In the north-east of Scotland they can be served with "salt and sauce", where the pizza is smothered in brown sauce before being folded in half after being fried. In the west they are generally served with salt and vinegar.
This pizza is deep fried without batter, although another variation known as a "Pizza Crunch" consists of a large, battered pizza/half-pizza deep fried, usually served with chips.
In Italy 
In Italy, there are two local versions of deep fried pizza. The most elaborated recipe consists of two layers of pizza dough sealed one on top of the other with a filling of tomato, cheese, meats and other ingredients in the middle.

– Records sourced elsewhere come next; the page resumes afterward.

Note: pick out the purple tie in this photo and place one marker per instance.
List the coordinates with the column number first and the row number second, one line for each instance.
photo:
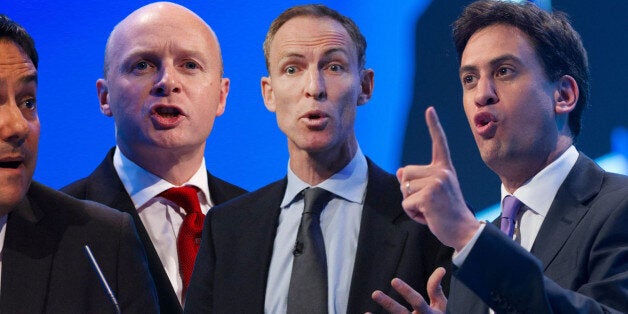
column 509, row 214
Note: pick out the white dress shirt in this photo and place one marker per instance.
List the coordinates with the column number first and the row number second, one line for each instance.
column 536, row 196
column 340, row 224
column 162, row 218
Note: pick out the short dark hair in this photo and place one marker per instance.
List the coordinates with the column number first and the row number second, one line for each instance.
column 317, row 10
column 555, row 42
column 15, row 32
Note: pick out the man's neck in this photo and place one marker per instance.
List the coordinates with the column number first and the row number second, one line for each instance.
column 316, row 167
column 172, row 165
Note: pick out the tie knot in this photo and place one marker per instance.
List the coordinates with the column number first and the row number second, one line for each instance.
column 185, row 196
column 511, row 207
column 315, row 200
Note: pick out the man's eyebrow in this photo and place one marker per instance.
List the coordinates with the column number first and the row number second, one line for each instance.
column 503, row 58
column 28, row 78
column 494, row 62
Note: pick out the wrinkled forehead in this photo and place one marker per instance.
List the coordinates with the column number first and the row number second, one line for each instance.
column 162, row 26
column 305, row 33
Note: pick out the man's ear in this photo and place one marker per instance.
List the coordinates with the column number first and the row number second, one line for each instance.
column 268, row 94
column 566, row 94
column 103, row 97
column 366, row 83
column 224, row 92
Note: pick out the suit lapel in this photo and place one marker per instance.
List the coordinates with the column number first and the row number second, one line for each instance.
column 568, row 209
column 380, row 244
column 29, row 248
column 105, row 187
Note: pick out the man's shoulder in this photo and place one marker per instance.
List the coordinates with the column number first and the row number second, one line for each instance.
column 67, row 207
column 104, row 174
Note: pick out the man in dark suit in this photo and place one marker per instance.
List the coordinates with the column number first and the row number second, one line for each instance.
column 43, row 233
column 524, row 75
column 163, row 86
column 250, row 246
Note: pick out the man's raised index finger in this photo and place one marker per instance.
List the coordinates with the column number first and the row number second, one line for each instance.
column 440, row 149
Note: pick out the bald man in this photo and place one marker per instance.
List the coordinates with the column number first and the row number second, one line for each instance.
column 163, row 86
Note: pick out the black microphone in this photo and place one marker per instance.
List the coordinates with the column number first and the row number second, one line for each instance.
column 102, row 278
column 298, row 248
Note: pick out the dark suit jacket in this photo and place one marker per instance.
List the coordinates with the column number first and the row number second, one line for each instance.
column 45, row 268
column 232, row 266
column 579, row 260
column 104, row 186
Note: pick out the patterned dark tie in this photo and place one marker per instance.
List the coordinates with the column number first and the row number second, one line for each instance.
column 189, row 238
column 308, row 282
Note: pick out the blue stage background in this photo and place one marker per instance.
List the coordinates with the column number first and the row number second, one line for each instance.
column 246, row 147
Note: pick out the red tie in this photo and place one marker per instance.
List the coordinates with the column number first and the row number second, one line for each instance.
column 189, row 238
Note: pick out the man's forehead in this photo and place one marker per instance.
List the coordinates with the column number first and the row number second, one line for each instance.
column 306, row 33
column 13, row 57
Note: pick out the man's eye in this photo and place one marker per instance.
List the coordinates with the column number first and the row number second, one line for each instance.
column 467, row 79
column 504, row 71
column 335, row 67
column 142, row 65
column 291, row 70
column 191, row 65
column 30, row 104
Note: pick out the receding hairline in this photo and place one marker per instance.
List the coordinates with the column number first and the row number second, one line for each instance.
column 167, row 9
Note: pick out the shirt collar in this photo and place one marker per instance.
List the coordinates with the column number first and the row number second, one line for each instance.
column 348, row 183
column 539, row 192
column 142, row 185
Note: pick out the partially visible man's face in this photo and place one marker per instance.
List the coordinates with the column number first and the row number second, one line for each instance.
column 315, row 84
column 19, row 124
column 508, row 99
column 163, row 85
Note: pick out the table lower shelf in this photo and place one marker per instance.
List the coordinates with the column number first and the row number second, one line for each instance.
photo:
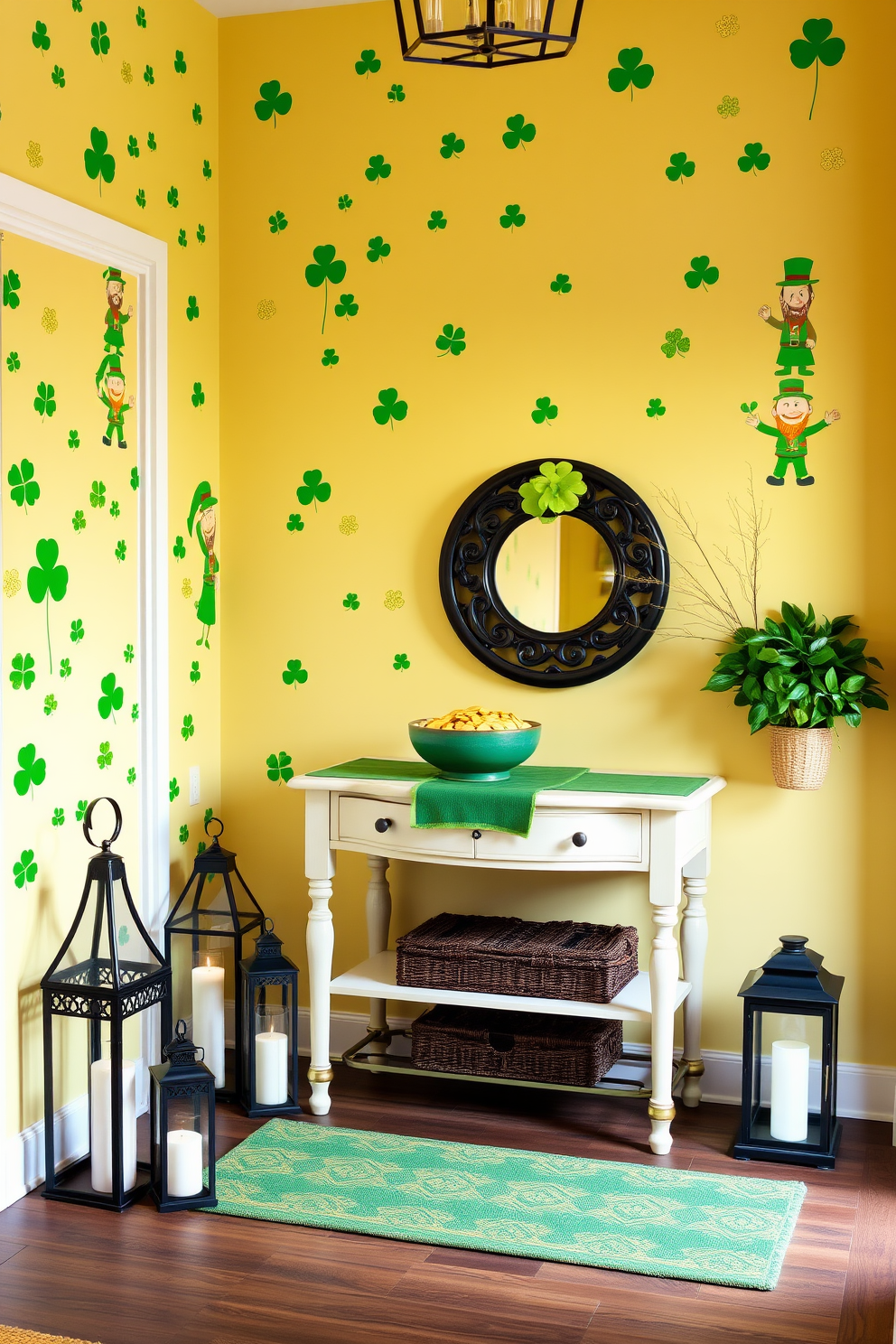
column 375, row 979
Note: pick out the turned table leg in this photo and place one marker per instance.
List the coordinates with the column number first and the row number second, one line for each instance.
column 694, row 955
column 379, row 913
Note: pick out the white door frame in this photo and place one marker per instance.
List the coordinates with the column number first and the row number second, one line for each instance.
column 50, row 219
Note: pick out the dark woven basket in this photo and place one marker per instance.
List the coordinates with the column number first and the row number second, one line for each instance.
column 534, row 1047
column 495, row 956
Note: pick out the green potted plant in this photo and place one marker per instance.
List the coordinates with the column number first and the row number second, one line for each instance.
column 798, row 677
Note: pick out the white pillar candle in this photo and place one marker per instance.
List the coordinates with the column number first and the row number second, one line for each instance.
column 270, row 1069
column 209, row 1016
column 101, row 1125
column 790, row 1090
column 184, row 1162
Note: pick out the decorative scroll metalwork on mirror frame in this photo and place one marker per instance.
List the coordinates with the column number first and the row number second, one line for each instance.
column 617, row 632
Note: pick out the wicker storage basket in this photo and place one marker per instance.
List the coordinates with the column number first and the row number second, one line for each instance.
column 495, row 956
column 534, row 1047
column 799, row 757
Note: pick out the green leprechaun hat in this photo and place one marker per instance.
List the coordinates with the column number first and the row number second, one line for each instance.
column 203, row 499
column 791, row 387
column 797, row 272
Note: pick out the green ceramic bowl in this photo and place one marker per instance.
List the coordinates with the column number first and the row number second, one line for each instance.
column 474, row 756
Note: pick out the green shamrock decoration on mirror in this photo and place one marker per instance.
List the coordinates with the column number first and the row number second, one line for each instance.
column 815, row 47
column 555, row 490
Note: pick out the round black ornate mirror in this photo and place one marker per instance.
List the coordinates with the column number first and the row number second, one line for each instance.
column 559, row 600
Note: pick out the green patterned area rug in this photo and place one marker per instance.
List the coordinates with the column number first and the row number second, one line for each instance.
column 618, row 1215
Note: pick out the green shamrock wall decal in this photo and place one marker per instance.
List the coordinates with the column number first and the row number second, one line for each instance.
column 680, row 167
column 294, row 674
column 314, row 488
column 630, row 73
column 815, row 47
column 44, row 402
column 280, row 768
column 676, row 343
column 450, row 341
column 112, row 698
column 47, row 580
column 512, row 218
column 702, row 273
column 11, row 286
column 99, row 41
column 369, row 65
column 273, row 102
column 327, row 269
column 520, row 132
column 378, row 168
column 555, row 490
column 98, row 162
column 24, row 870
column 452, row 145
column 347, row 307
column 24, row 490
column 33, row 770
column 22, row 675
column 390, row 407
column 545, row 412
column 754, row 157
column 378, row 249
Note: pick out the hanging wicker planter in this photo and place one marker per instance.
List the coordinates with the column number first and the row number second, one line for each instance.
column 799, row 757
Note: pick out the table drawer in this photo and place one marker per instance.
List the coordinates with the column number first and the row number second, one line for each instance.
column 615, row 837
column 356, row 823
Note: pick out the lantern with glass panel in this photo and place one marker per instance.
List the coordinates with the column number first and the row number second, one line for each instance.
column 789, row 1082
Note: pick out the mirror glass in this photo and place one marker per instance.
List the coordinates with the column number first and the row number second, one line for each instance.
column 554, row 575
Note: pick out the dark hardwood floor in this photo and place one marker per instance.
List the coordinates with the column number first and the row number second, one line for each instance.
column 191, row 1278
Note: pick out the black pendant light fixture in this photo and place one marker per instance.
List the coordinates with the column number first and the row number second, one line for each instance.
column 485, row 33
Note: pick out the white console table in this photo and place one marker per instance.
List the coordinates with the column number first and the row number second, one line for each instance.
column 665, row 836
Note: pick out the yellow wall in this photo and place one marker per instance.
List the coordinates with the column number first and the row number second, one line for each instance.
column 44, row 129
column 601, row 209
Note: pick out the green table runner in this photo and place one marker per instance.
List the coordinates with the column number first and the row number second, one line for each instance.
column 502, row 804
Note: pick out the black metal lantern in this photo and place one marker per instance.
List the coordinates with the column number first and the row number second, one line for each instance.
column 487, row 33
column 107, row 974
column 182, row 1126
column 204, row 947
column 270, row 1029
column 789, row 1089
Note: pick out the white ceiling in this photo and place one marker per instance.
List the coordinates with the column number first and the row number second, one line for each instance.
column 230, row 8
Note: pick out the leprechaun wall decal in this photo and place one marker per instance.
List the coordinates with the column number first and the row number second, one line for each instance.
column 201, row 512
column 791, row 429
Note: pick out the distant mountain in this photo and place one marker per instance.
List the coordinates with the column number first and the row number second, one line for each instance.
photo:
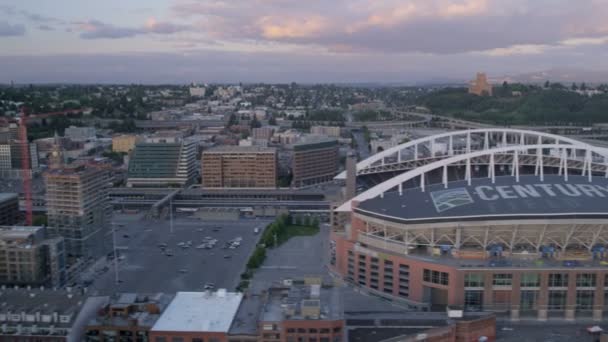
column 565, row 76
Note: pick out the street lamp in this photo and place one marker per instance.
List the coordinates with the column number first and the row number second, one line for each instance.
column 115, row 254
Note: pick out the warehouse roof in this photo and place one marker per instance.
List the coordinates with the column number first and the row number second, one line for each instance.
column 200, row 312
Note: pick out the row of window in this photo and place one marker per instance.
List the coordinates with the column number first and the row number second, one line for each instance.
column 530, row 279
column 435, row 277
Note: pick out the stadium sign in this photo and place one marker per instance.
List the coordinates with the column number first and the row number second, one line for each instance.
column 452, row 198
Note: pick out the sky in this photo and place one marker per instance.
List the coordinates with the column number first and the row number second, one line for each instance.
column 307, row 41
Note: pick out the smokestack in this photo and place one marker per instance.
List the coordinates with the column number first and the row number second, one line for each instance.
column 351, row 176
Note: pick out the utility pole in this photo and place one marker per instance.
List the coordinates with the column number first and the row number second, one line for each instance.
column 115, row 254
column 171, row 215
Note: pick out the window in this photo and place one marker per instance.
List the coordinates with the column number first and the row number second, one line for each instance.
column 558, row 280
column 502, row 279
column 473, row 280
column 528, row 300
column 584, row 300
column 435, row 277
column 585, row 280
column 473, row 300
column 557, row 300
column 530, row 280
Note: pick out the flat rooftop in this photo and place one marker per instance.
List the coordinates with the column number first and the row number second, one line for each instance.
column 529, row 198
column 7, row 196
column 240, row 149
column 200, row 311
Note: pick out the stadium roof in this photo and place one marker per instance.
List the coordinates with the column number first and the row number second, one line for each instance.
column 200, row 312
column 505, row 199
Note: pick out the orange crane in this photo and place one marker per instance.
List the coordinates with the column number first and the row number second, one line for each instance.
column 25, row 156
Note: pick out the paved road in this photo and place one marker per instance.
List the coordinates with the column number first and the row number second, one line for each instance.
column 146, row 269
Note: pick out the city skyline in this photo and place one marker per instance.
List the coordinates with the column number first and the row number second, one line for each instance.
column 179, row 41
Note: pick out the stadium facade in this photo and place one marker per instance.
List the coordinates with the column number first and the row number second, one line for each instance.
column 502, row 220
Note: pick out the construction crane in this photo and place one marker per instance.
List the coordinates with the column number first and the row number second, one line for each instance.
column 25, row 156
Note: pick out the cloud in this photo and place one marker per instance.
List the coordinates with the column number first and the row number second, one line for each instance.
column 9, row 30
column 400, row 26
column 45, row 27
column 95, row 29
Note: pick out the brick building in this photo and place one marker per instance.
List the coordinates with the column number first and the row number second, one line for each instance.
column 239, row 167
column 9, row 209
column 314, row 161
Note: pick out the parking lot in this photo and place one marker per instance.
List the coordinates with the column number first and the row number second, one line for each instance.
column 145, row 267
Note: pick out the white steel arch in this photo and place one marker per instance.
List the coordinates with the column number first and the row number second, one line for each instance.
column 592, row 154
column 519, row 136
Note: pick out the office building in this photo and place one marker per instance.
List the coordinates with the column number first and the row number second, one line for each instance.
column 302, row 313
column 197, row 317
column 314, row 161
column 331, row 131
column 262, row 133
column 480, row 85
column 126, row 317
column 40, row 314
column 78, row 209
column 80, row 133
column 125, row 143
column 9, row 209
column 239, row 167
column 28, row 257
column 163, row 164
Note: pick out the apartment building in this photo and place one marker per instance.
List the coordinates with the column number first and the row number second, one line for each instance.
column 28, row 257
column 78, row 209
column 239, row 167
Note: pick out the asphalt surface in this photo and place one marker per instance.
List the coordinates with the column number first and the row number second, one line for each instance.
column 144, row 268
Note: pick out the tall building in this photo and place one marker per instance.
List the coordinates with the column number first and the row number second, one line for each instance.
column 78, row 209
column 239, row 167
column 197, row 316
column 480, row 85
column 80, row 133
column 332, row 131
column 314, row 162
column 161, row 164
column 28, row 257
column 125, row 142
column 9, row 209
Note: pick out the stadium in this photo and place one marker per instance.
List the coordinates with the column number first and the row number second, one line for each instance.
column 502, row 220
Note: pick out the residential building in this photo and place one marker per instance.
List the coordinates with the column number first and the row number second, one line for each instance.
column 480, row 85
column 197, row 317
column 239, row 167
column 304, row 312
column 126, row 317
column 80, row 133
column 314, row 161
column 9, row 209
column 125, row 142
column 197, row 91
column 28, row 257
column 161, row 164
column 264, row 133
column 40, row 314
column 78, row 209
column 331, row 131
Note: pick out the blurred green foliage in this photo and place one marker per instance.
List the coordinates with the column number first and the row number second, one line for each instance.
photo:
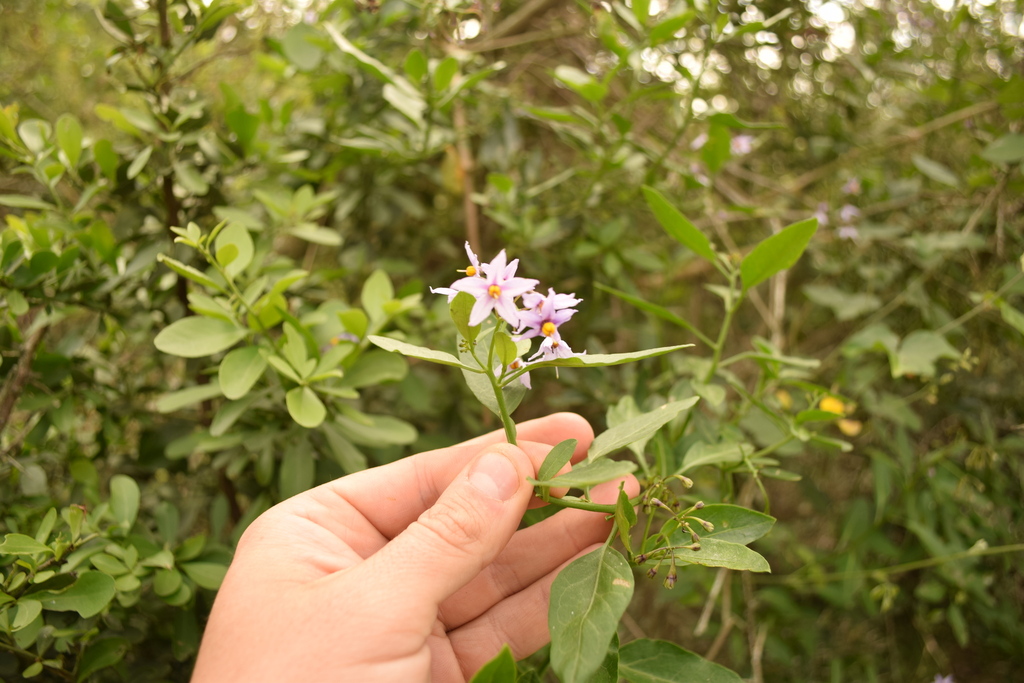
column 348, row 150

The simplest, but most popular nationwide, recipe consists of a plain disc of pizza dough taken and deep-fried without any topping, and flavoured with salt (or sugar) after it's cooked. This recipe has received many names across the county (pizzarella in Rome, avvoltolo in Perugia, ciaccia in Arezzo, gnocco fritto in Bologna, torta fritta in Parma and so on) with slight modifications for each recipe. For example, Gnocco Fritto and Torta Fritta are modeled in little squares of dough that swell in the middle during cooking, to allow the addition at will of ham or salami when served.